Current structure
Sub1 and Sub2 (both taxable Canadian corporations and wholly-owned subsidiaries of Parent) are currently the sole partners of a general partnership (“Partnership”). Partnership’s business generates income under s. 12(1)(a) and Partnership claims a reserve under s. 20(1)(m).
Proposed transactions
- Partnership will pay to Sub1 a reasonable amount for undertaking to assume Partnership’s prepaid revenue obligations (by assigning an equivalent amount of the Parent-Partnership Note as payment), and a joint election will be made under s. 20(24).
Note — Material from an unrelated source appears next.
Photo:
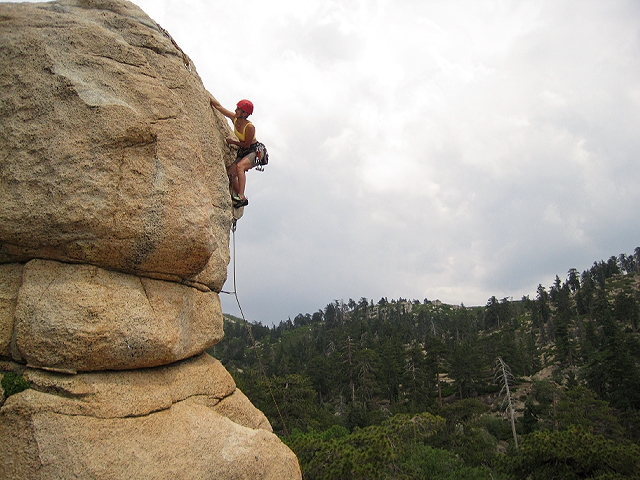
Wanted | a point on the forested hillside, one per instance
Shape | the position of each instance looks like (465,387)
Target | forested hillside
(541,388)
- Sub2 will transfer its interest in Partnership to Sub1 in consideration for Sub1 Preferred Shares and a non-interest bearing promissory note (the “Sub1 Note”), jointly electing under s. 85(1). As a consequence Partnership will cease to exist, Sub1 will become the sole owner of all the Partnership property and Sub1 will become subject to all the remaining obligations of Partnership, and immediately after the time that Partnership ceased to exist, Sub1 will carry on alone the business that was the business of Partnership. The transferred assets included prepaid expenses.
Ruling
Except to the extent that the prepaid expenses were deducted in computing the income of Partnership in a prior taxation year, subject to paragraph 18(1)(a) or section 67, Sub1 will be entitled to deduct in computing its income for any particular year the prepaid expenses pursuant to ss. 9(1) and 18(9).